The United States National Tactical Officers Association definition of SWAT is, "A designated law enforcement team whose members are recruited, selected, trained, equipped and assigned to resolve critical incidents involving a threat to public safety which would otherwise exceed the capabilities of traditional law enforcement first responders and/or investigative units."
SWAT teams were reportedly first created in the mid-1960s, when Philadelphia Police Department decided to create a specialized task force to deter and stop an increasing number of bank robberies in the city. The Los Angeles Police Department soon created their own SWAT team in 1967 to prepare for large-scale unrest or widespread violence in the wake of the Watts Riots.
During the War on Drugs in the 1980s and 1990s, the SWAT team concept spread throughout the country, and soon police departments in every U.S. state had SWAT teams with heavy equipment purchased through grants and overstock from the Department of Defense to tackle what they saw as an increasing threat potential.
In addition, the FBI has its own SWAT team that is used for situations that local police may be ill-equipped to handle. They handle high-risk situations from hostage rescue to protection of visiting foreign dignitaries.

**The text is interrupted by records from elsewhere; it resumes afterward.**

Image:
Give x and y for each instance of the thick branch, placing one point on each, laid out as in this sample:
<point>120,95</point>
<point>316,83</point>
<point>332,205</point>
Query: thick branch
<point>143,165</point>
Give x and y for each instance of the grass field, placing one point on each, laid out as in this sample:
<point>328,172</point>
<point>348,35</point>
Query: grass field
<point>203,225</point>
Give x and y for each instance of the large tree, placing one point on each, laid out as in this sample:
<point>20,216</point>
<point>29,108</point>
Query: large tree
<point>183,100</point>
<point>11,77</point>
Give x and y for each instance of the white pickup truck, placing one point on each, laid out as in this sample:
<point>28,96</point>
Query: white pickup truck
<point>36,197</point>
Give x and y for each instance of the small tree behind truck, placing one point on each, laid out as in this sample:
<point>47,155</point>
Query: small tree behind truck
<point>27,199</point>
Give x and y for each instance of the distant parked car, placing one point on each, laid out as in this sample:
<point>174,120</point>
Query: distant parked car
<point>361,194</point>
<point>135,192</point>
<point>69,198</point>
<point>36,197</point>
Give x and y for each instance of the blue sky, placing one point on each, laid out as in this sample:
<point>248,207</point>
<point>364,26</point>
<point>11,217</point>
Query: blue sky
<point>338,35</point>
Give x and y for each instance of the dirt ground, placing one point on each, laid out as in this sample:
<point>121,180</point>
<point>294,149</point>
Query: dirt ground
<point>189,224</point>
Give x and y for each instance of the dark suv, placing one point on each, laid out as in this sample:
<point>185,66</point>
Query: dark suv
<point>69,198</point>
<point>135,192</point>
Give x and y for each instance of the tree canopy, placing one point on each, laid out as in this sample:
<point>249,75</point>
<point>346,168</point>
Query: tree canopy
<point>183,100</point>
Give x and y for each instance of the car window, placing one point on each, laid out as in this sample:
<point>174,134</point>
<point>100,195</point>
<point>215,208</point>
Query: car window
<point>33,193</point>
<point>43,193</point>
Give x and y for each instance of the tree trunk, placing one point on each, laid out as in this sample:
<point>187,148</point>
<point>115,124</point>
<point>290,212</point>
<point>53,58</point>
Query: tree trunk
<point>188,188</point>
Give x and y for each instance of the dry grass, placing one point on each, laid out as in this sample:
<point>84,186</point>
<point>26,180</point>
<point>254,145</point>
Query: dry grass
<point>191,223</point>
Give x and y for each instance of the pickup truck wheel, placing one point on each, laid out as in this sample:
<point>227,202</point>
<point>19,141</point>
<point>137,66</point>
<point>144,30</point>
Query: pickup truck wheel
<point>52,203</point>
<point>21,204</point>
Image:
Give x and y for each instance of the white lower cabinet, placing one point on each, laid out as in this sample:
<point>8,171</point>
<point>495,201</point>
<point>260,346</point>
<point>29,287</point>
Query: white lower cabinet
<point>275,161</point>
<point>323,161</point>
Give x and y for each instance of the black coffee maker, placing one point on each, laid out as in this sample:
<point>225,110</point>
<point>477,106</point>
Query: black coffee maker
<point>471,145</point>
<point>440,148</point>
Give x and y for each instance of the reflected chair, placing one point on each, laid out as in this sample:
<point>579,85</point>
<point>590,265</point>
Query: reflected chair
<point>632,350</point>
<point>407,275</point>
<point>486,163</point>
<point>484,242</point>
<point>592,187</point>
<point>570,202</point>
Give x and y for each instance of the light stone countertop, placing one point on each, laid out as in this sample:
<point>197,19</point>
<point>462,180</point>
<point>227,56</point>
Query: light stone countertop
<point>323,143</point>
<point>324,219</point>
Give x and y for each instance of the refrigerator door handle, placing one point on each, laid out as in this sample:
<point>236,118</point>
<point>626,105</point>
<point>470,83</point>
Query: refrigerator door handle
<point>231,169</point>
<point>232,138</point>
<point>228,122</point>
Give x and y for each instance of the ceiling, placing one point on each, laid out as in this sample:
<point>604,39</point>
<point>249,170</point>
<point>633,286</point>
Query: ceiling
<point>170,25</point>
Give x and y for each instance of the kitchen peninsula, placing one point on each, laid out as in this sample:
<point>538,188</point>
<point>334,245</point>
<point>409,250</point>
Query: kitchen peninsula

Countries other than the U.S. often have their own counterparts to SWAT, such as Germany's GSG-9 or the United Kingdom's SCO19.
In Video Games
In games where the player is to fight (or even play as) the cops, a SWAT team will often make an appearance to give the player a greater challenge than just fighting the regular cops. They will be better armed and fight with greater efficiency forcing the player to try and match their skill.